# Corio Bay - Limeburners Bay - 12 March



## Garfish (Jun 2, 2006)

Poor conditions presented themselves on Monday but with the promise of winds easing off in the arvo - I headed out to Geelong for a yak and a fish. Well, the easing off that was promised didn't eventuate so I opted for the sheltered conditions of Limeburners Bay. The result was 15 undersize whiting from 20cm to 25cm and a decent size mullet that also went back to fight another day. 3 hours in the cold wind wearing shorts was enough for me though, so I headed in.

I didn't see another boat on the bay all afternoon.

Question - as I'm new to this, do most people anchor and fish, or drift and fish ? Also, how do you fish the soft plastics on the drift, and from anchor? I'm interested in these unweighted sandworm plastics that everyone seems to be casting out and letting sit.

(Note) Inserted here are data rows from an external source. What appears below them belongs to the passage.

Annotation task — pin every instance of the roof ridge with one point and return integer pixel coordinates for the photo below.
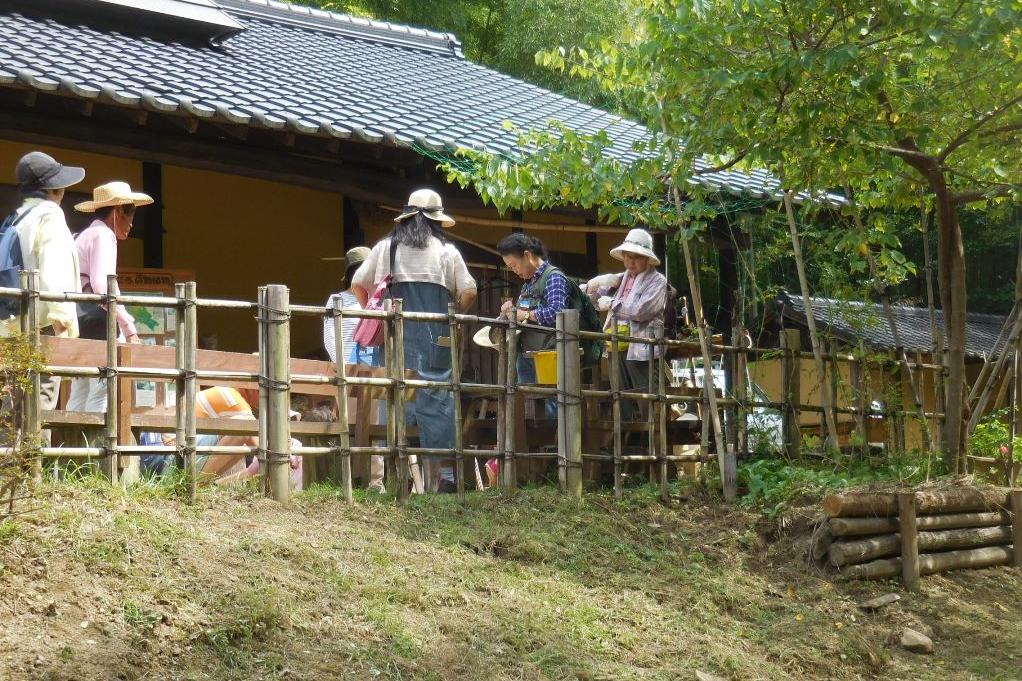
(347, 25)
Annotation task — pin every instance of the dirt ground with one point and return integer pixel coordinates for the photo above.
(103, 584)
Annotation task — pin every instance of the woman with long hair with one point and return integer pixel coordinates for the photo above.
(427, 273)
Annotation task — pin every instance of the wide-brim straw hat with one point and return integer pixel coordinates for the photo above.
(427, 202)
(638, 242)
(113, 193)
(484, 338)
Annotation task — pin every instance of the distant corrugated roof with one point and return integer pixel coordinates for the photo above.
(853, 320)
(314, 73)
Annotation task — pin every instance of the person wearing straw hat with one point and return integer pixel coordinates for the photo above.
(427, 273)
(358, 354)
(47, 246)
(637, 305)
(113, 206)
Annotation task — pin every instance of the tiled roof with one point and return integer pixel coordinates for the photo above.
(313, 73)
(852, 320)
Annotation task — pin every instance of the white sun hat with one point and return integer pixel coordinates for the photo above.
(113, 193)
(427, 202)
(638, 242)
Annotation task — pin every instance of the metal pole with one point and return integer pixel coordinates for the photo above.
(399, 403)
(279, 396)
(187, 398)
(111, 462)
(344, 443)
(34, 402)
(459, 445)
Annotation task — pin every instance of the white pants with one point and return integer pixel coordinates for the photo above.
(87, 395)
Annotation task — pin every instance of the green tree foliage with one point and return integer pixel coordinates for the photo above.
(507, 34)
(890, 102)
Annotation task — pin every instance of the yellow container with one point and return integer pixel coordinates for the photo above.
(546, 367)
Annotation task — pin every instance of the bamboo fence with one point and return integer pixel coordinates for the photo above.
(273, 312)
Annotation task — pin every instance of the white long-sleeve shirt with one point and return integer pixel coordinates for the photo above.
(48, 246)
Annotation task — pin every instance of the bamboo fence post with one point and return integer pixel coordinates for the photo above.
(189, 341)
(663, 408)
(569, 401)
(264, 393)
(1016, 503)
(910, 540)
(501, 378)
(279, 382)
(741, 394)
(459, 468)
(344, 443)
(34, 402)
(810, 321)
(401, 437)
(510, 468)
(791, 386)
(615, 405)
(180, 402)
(857, 369)
(111, 462)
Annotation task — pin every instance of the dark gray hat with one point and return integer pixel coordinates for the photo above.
(41, 171)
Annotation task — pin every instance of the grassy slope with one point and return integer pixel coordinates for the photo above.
(98, 584)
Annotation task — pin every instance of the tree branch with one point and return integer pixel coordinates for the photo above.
(983, 120)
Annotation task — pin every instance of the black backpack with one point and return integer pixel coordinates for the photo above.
(11, 263)
(589, 319)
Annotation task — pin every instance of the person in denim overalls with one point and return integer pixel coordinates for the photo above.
(428, 274)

I'm keen to start as it's a hell of a lot easier than holding the bait container between your knees as your bait's stripped every 5 seconds. I'm also keen to drift so I can cover some ground, as I really don't know where the spots are having fished from jetties all my life.


----------



## RedPhoenix (Jun 13, 2006)

Unfortunately, due to the change in ownership of this web site and the lack of response by the owners to my requests to remove my email address from all administrative-level notifications and functionality, I have decided to remove my posts on AKFF. Thank you for the great times, the fantastic learning experiences and the many many fish. If you are desperate for the old content of this particular post, it is available below base64 encoded and bzip2 compressed.

Red.

----

QlpoOTFBWSZTWU5NCpgAAFbfgAASUYeAAqSgNAo/7/+gMAGDAoNU/RGk9BRP1TyIaPSDQ/VPUDGjRoBkyGjEaaBpgJTRBGowEnlRjFMIaekIy1cLlXHbsPWDbcMVMupGGFCo+kWGYTSDWdepkqB1j+zjPOm5HzFtknGjQXwInVqVtMTjLBQ1/qb8LOlLnnQq2jtGvE9xnYs6HbPlqbgOWT0i8JRkI74hx+8KVbuuqG7OdSk5hQ/u3HaZihjU4u+ZTOrLo0Af5QjeOQZOODoQecxlBXj7tdEW0KGGV8PR/wTUI+p1OWlcr0fqxFnetNk+WnjJ2mmltzcmFw8zI9hGEHhwzTbAjtOsWR74hhmV1ozowfXUI6SOIz7kbGr7hXRNHl9Z6cbh0fyV8TgTXs+CcGU4BWiUo6NkhG+tysbXfmb+iw4kJtzPErLFUEauBf2/KLkTlK7QOiIkNBvIdBLlLnfoNU8ksNXRQM0GqlHN3Bcq81K6UpKGSKEtrF7BOTUWaiTNYuz8Od5n2KDzyNr5Cs7lMUcjQf0X/F3JFOFCQTk0KmA=


----------



## DiveYak (Feb 5, 2007)

Garfish,

I am new to the whole yak fishing thing as well. HAd my best day 1st time out and I trolled. Have done so most of the time since and all my fish have come from this. I should give the old bottom bounce a go again I suppose!

Good luck out there.


----------



## PeterJ (Aug 29, 2005)

Garfish with the worms and drifting it's texas rigging i use for that. 
Texas Rig. 
The other is the Carolina Rig which is my favored rig for presenting and unweighted bait. It's more weed resistant.Carolina Rig

problem with both is the speed of the drift to fast and it's useless , to slow it's the same.
Using a drift or drogue anchor works in that instance, although i'm toying with a lighter weight that drags the bottom and puffs up the bottom to arouse fish, dunno if it will work or not.


----------



## AdrianK (May 30, 2006)

drift, though sometimes with a drift chute to slow down, but not stop the drift.


----------



## Y-Knot (Sep 26, 2006)

G'day Garfish...good effort on all the whiting, you must be working your way up to the bigger fellas sometime soon.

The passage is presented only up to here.